Chicago Fed Report: Economic Activity Rose Slightly From April to Early May as Middle East Tensions Spiked PricesA · FULL TRANSLATION
- The Chicago Fed released an economic (Beige Book-type) report
- Activity from April to early May increased slightly
- Prices rose sharply amid Middle East tensions
- It shows geopolitics transmitting into inflation
- JETRO reported the US regional economic trend
Activity barely up while prices spike: the Chicago Fed's regional report sketches the outline of a stagflation shadow. When growth weakens but prices rise on external shocks (Middle East tensions lifting energy), the central bank faces a dilemma: hike and risk choking growth, hold and risk runaway inflation.

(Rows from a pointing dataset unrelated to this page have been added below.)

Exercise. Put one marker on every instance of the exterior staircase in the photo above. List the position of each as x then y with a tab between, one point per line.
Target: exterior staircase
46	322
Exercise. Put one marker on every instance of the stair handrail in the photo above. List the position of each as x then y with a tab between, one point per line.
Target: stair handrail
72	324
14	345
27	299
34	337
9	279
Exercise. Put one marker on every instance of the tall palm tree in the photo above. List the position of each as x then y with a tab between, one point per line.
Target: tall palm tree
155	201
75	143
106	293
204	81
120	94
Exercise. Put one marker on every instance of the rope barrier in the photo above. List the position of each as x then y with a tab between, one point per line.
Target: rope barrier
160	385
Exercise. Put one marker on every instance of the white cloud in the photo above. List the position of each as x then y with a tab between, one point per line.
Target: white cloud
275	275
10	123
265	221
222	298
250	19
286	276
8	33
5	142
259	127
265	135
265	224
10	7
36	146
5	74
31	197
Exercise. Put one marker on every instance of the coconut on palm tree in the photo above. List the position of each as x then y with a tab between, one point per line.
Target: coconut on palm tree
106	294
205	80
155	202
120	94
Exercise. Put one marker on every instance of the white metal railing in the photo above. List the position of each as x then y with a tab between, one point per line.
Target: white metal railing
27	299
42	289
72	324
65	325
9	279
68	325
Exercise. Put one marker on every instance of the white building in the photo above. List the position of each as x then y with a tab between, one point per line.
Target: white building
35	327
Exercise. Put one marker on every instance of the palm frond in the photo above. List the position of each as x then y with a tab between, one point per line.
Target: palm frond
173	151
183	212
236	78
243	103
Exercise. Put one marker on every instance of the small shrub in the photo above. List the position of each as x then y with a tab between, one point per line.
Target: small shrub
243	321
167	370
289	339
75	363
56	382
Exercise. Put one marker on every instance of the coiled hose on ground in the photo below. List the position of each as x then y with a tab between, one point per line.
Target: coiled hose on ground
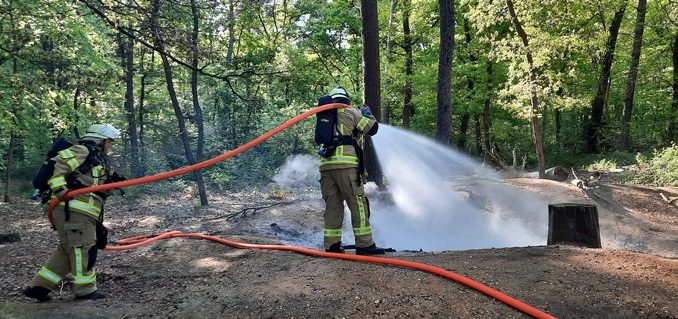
137	241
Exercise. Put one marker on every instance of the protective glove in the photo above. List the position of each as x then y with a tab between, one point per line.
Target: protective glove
61	192
366	111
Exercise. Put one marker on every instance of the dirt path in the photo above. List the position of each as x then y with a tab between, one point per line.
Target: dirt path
182	278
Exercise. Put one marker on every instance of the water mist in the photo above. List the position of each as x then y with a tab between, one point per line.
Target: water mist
440	199
436	199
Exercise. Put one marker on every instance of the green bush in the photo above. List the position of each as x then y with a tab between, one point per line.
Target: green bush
662	170
602	165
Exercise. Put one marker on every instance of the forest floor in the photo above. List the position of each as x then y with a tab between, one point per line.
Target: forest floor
634	275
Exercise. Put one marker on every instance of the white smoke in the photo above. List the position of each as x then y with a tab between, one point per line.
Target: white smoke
440	199
299	171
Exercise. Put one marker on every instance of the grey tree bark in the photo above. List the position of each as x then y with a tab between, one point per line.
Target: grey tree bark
444	91
371	78
159	43
196	102
534	102
408	107
625	139
600	100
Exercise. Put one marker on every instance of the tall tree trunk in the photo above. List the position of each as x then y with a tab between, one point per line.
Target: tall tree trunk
372	93
12	140
673	125
463	131
558	124
8	169
371	68
470	84
129	106
231	32
486	112
142	125
478	136
408	108
386	116
534	102
625	138
600	100
76	105
196	103
172	93
444	96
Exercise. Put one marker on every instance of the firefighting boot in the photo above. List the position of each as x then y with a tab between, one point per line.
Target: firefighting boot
335	248
38	292
92	296
370	250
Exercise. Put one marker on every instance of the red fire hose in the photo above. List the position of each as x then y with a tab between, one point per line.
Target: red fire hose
137	241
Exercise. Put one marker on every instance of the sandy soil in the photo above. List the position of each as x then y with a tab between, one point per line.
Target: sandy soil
635	275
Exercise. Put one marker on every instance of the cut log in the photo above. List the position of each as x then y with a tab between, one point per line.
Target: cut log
9	238
573	224
556	173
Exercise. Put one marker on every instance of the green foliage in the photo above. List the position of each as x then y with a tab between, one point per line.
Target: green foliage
602	165
662	170
61	69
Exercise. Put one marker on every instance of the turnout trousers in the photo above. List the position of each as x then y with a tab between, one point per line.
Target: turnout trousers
339	186
75	254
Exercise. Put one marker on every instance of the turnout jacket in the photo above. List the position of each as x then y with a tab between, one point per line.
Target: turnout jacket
65	164
350	122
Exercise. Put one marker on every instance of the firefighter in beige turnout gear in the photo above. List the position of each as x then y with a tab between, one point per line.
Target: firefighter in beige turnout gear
76	225
341	180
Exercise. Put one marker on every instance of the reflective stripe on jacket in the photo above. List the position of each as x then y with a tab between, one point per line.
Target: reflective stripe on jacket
65	163
350	122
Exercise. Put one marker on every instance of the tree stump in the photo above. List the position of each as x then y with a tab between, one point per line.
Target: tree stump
574	224
9	238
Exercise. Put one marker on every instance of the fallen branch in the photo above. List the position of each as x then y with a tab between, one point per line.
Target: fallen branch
669	200
246	211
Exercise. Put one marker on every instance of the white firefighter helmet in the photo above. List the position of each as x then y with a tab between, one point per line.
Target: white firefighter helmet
103	131
339	92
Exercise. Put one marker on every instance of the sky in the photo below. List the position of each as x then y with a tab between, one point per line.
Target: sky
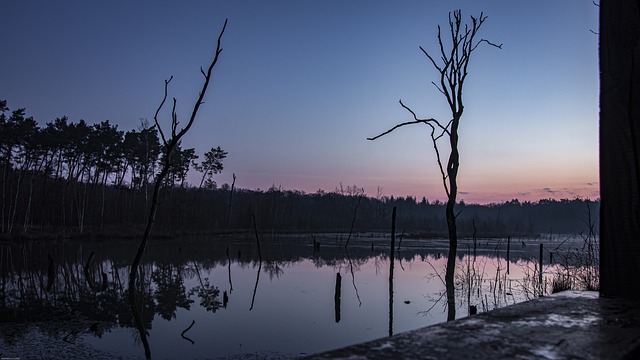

Middle East risk feeding through oil into US prices again shows inflation is never just monetary, but a function of geopolitics and supply chains. It echoes the Cleveland Fed's hawkish 'may need to hike,' signaling Fed wariness about sticky inflation. For import-dependent Japan and Taiwan, the transmission path of Middle East risk merits close attention. When inflation is supply-driven, how much can demand-side monetary policy do?
According to JETRO, an economic report released by the Federal Reserve Bank of Chicago notes that economic activity from April to early May 2026 increased slightly.
The report also notes that, amid Middle East tensions, prices in the relevant region rose sharply, reflecting how geopolitical risk is exerting upward price pressure through channels such as energy.
This regional economic report offers clues for tracking current US growth and inflation; with activity only marginally higher but prices notably up, the direction of US monetary policy draws greater market attention.